29.2.16

ALEJANDRO FERNÁNDEZ, “LOCO”

21st August, 1999


In the summer of 1999, when Enrique, Jennifer, and Ricky were having their big pop crossover moments -- we've just heard "Bailando," "No Me Amas," and "Livin' La Vida Loca" -- their generational peer Fernández was playing a longer game, wearing an elegant charro outfit and a serious look on the cover of his seventh album Mi Verdad. He had already had his Hot Latin crossover moment thanks to the Estefans and their crowd, and was apparently uninterested in making a play for the larger gringo audience; Mi Verdad was an album of pura ranchera, if not as rowdy or working-class as his father used to make, then still reverent of tradition and aimed at the Mexican and Mexican-American audience that could be depended on to know the difference between a beachy flash-in-the-pan and a true artist.
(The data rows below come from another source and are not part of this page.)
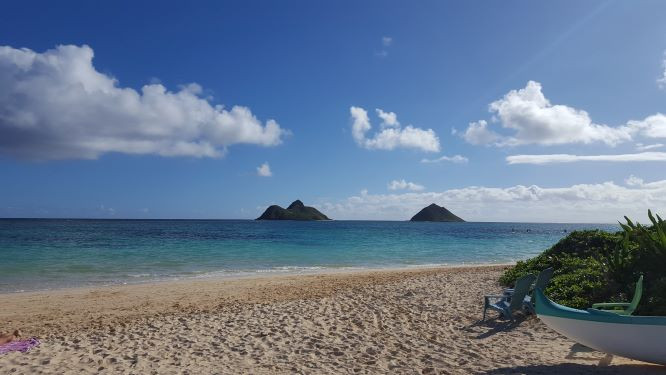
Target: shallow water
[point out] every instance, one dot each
(46, 254)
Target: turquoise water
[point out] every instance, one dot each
(47, 254)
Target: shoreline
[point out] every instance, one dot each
(423, 321)
(43, 312)
(242, 275)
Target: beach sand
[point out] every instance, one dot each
(422, 321)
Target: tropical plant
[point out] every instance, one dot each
(597, 266)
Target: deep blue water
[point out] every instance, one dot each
(46, 254)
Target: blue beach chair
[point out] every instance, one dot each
(506, 304)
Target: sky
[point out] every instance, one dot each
(499, 111)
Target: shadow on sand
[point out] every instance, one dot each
(495, 326)
(575, 368)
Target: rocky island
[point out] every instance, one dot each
(296, 211)
(436, 213)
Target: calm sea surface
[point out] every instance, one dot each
(47, 254)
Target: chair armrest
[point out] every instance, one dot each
(487, 298)
(610, 304)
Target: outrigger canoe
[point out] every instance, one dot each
(637, 337)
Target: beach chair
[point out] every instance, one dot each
(542, 281)
(623, 308)
(507, 304)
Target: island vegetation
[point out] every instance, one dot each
(296, 211)
(436, 213)
(595, 266)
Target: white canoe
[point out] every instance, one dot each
(637, 337)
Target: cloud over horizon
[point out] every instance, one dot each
(605, 202)
(534, 120)
(391, 135)
(404, 185)
(56, 105)
(567, 158)
(264, 170)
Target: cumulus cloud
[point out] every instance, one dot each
(598, 202)
(477, 133)
(567, 158)
(387, 41)
(56, 105)
(404, 185)
(389, 119)
(391, 137)
(454, 159)
(634, 181)
(651, 127)
(642, 147)
(264, 170)
(534, 120)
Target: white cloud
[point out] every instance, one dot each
(404, 185)
(477, 133)
(567, 158)
(389, 119)
(360, 124)
(387, 41)
(264, 170)
(598, 202)
(534, 120)
(642, 147)
(634, 181)
(56, 105)
(661, 81)
(390, 138)
(453, 159)
(651, 127)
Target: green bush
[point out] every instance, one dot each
(597, 266)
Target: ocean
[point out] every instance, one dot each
(42, 254)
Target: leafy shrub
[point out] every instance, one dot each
(597, 266)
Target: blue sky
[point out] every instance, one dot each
(498, 87)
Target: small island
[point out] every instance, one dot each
(296, 211)
(436, 213)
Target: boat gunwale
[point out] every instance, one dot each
(544, 306)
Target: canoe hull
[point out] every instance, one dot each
(641, 342)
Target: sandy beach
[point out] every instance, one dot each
(421, 321)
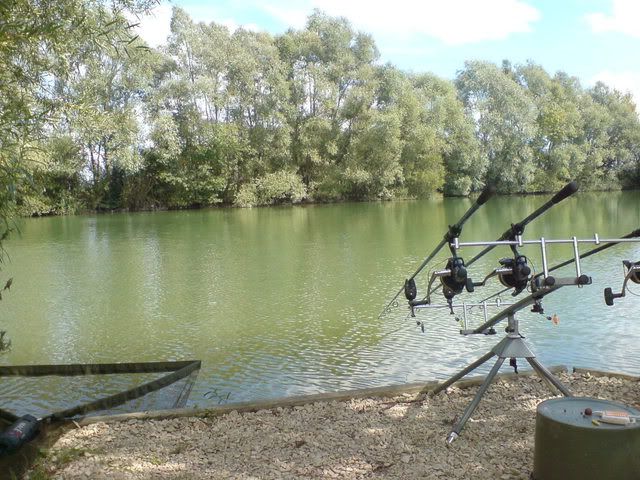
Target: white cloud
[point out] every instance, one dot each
(454, 22)
(154, 28)
(624, 18)
(625, 82)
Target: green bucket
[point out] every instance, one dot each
(570, 444)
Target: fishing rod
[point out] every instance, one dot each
(518, 265)
(454, 232)
(517, 229)
(593, 251)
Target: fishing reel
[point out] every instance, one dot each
(632, 272)
(514, 273)
(456, 280)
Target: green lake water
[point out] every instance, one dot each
(284, 301)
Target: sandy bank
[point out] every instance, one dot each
(401, 437)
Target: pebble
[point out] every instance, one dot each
(360, 438)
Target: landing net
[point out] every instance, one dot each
(56, 392)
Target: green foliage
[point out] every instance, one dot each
(97, 120)
(273, 188)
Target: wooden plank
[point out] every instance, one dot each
(341, 396)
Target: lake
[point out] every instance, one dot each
(285, 300)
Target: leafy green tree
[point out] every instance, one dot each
(35, 47)
(505, 122)
(558, 155)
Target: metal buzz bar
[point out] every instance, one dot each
(518, 228)
(593, 251)
(467, 307)
(519, 242)
(549, 283)
(453, 232)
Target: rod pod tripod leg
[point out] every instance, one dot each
(512, 346)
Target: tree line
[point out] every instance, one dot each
(220, 117)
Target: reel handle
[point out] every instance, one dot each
(609, 296)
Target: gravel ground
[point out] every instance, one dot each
(401, 437)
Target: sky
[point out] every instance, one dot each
(590, 39)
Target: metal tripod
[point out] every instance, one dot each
(512, 346)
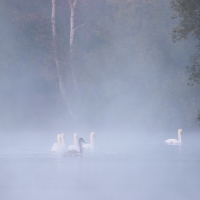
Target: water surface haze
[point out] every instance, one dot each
(122, 166)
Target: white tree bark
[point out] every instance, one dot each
(72, 4)
(58, 68)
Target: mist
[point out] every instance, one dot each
(133, 92)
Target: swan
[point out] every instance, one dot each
(91, 145)
(174, 141)
(74, 152)
(74, 146)
(62, 139)
(57, 146)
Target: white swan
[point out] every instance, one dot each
(62, 139)
(74, 146)
(174, 141)
(74, 152)
(91, 145)
(57, 146)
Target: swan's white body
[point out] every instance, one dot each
(60, 145)
(174, 141)
(62, 139)
(57, 146)
(91, 145)
(74, 152)
(74, 146)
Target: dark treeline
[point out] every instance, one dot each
(130, 74)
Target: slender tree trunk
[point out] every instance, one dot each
(72, 4)
(58, 68)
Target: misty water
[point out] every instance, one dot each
(125, 170)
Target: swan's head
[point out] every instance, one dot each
(92, 134)
(81, 140)
(62, 135)
(180, 130)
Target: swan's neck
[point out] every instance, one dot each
(62, 141)
(92, 140)
(75, 140)
(59, 140)
(179, 137)
(80, 147)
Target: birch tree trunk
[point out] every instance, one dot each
(72, 4)
(58, 67)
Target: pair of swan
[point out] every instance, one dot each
(174, 141)
(60, 145)
(77, 151)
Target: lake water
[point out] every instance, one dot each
(144, 172)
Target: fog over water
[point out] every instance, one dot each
(120, 167)
(133, 93)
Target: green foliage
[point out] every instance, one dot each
(129, 71)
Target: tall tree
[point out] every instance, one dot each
(58, 67)
(189, 14)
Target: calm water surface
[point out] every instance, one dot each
(145, 172)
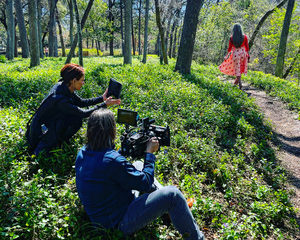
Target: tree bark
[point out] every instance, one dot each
(127, 42)
(52, 28)
(83, 20)
(161, 32)
(146, 32)
(283, 39)
(34, 41)
(261, 22)
(22, 29)
(10, 21)
(187, 41)
(79, 33)
(63, 50)
(39, 17)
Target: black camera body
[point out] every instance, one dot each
(134, 140)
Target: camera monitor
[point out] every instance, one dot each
(114, 88)
(127, 117)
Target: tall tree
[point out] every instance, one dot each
(146, 32)
(39, 17)
(283, 39)
(83, 20)
(34, 42)
(60, 34)
(187, 41)
(261, 22)
(161, 32)
(52, 29)
(79, 33)
(22, 29)
(127, 40)
(10, 21)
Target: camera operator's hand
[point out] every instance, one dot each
(111, 101)
(152, 145)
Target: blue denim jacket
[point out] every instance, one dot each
(105, 180)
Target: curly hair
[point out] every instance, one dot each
(71, 71)
(101, 129)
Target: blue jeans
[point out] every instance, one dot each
(149, 206)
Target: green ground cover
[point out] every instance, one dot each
(220, 153)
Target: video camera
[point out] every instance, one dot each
(134, 143)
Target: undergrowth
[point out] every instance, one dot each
(220, 153)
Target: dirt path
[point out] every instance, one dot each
(287, 127)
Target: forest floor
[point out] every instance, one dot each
(287, 128)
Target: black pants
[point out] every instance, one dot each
(58, 131)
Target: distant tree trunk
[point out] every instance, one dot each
(22, 29)
(71, 21)
(283, 39)
(52, 28)
(111, 32)
(262, 20)
(121, 21)
(175, 42)
(127, 42)
(39, 17)
(161, 32)
(189, 29)
(63, 51)
(132, 32)
(79, 33)
(10, 21)
(140, 27)
(291, 65)
(83, 20)
(146, 32)
(34, 41)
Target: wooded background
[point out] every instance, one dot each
(187, 30)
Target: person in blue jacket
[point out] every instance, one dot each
(60, 114)
(106, 183)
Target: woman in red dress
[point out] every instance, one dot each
(236, 63)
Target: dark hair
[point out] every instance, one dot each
(71, 71)
(237, 35)
(101, 129)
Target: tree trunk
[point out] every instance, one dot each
(34, 41)
(39, 17)
(140, 27)
(10, 21)
(146, 32)
(121, 21)
(161, 32)
(79, 33)
(291, 65)
(262, 20)
(71, 21)
(187, 41)
(132, 32)
(127, 42)
(22, 29)
(52, 27)
(63, 50)
(83, 20)
(283, 39)
(111, 31)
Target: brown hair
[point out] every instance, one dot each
(71, 71)
(101, 129)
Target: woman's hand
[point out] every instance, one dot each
(111, 101)
(152, 145)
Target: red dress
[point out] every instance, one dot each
(236, 63)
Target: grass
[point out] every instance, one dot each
(220, 153)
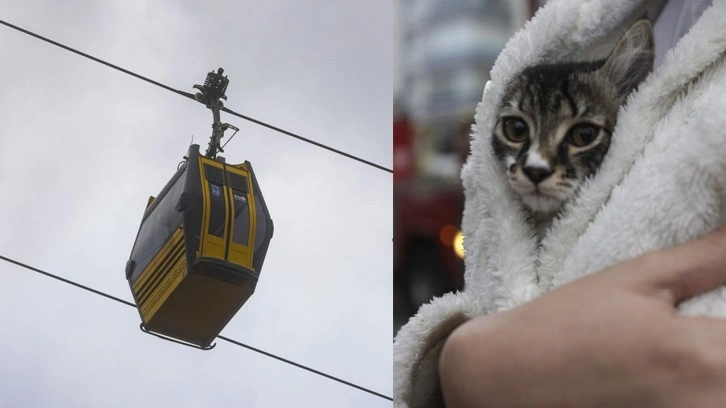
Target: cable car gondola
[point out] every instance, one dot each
(202, 241)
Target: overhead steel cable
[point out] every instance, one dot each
(191, 96)
(232, 341)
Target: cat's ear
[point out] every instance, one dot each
(631, 60)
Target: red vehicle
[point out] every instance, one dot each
(427, 217)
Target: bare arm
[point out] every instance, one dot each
(612, 339)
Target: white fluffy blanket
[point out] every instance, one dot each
(663, 182)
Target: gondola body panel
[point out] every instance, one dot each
(195, 262)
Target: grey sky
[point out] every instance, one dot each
(83, 146)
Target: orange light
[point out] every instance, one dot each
(459, 244)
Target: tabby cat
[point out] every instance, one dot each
(556, 120)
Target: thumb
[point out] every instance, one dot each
(684, 271)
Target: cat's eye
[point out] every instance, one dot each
(516, 129)
(582, 135)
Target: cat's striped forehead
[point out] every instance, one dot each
(550, 94)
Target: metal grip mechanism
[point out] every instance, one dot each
(215, 85)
And that audience responded. "Loco" was #1 for a week, and while that's a much shorter lifespan than any of his previous #1s had enjoyed, "Loco" is the best song, the best production, and the best performance, he'd sent there yet. The unwavering rhythm set by the vihuela (miniature guitar) creates an obsessive, relentless atmosphere, layered over by picked guitar filigree, Fernández' intensely controlled and impassioned vocal, semi-ironic Bacharachian trumpet puffs, and one of the most glorious string charts it's been my pleasure to hear in this travelogue. When that string section saws in repetitive Psycho fragments at the end of the chorus, it's one of the great unions of production and lyric.

Because, of course, the song centers on Hitchcockian subject matter: psychotic breaks, sexual obsession, and sublimated violence. He talks to the birds; he's convinced she loves him on the slenderest of evidence, he sees her eyes shining at him over his sheet when he wakes up; he's waiting for her skirt to fall in the streets. It's entirely possible to read it as merely a particularly florid love song, since Fernández doesn't overplay his performance (at least not within the tradition of ranchera, which often goes far more florid than this on much meager grounds), but those alternately swooping and sawing strings give the game away: this ain't Patsy Cline.